Tory Nyhaug represented Canada at the 2012 and 2016 Olympics, highlighted by a fifth-place finish at the Rio Games. He also won gold at the 2015 Pan-American Games in Toronto and silver at the 2014 World Championships.
Now retired from competition, he’s turned his attention to coaching.
“I still love the sport and love sharing the knowledge I learned. As an athlete, I learned so much about the sport and I really enjoy passing it along to the next generation now,” he said.
Nyhaug is in the city for a series of camps hosted by the Diamond BMX Club.
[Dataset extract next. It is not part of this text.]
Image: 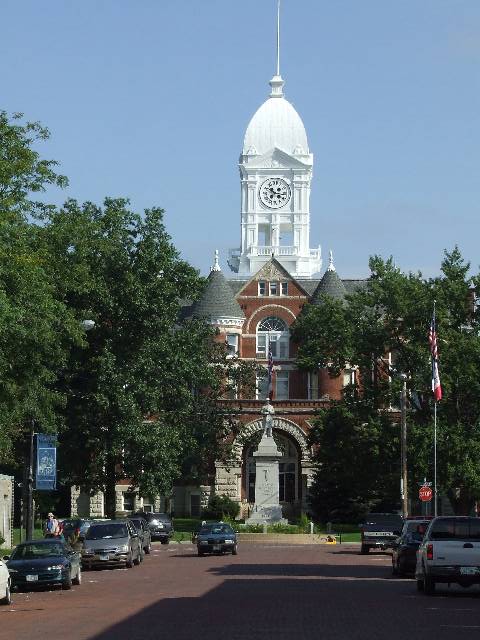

Like any good coach, he starts with the basics.
“I really like to break things down and work on fundamentals, so whether it’s pumping, manualling, jumping, proper gate form, I really like to work on the technical aspects so they have the tools then to take that into racing when they do,” he said.
Ten-year-old Cameron Ryon was among the first group of riders to hit the track with Nyhaug on Wednesday.
“He’s training us more than a normal trainer would and he’s teaching us to balance and stuff better, pump through the wind, go on the rollers better, do jumps,” Ryon explained.
In addition to teaching his young charges the fundamentals of BMX racing, Nyhaug also serves as an example of how far someone can go in the sport if they choose to pursue it.
It wasn’t that long ago, in fact, that a 16-year-old Nyhaug was looking up to the Canadian riders competing in the 2008 Olympic Summer Games in Beijing.
“I was so excited to watch the racing. It really inspired me to be an Olympian and after going to two Olympic Games myself, I hope kids follow in my footsteps, especially in Canada, and get to the Olympics like I did,” he said.
Young riders like Ryon are still wrapping their heads around the possibility.
“It’s weird how (BMX) is an Olympic sport because it just started out like riding a bike on a dirt track and it’s pretty cool how it turned into an Olympic sport and how you can get medals and stuff,” he said.
With the sport’s continued growth in the province, aided by the development of new tracks like the one in Warman, it may not be long before a rider from Saskatchewan is chasing an Olympic dream of their own.
“The track here is good. It’s really big, especially for Canada. It’s a really good quality track and I think if you have good coaching and a good track there’s no reason why a kid can’t turn into an Olympic athlete,” Nyhaug said.
In the meantime, it’s back to the track for another lesson.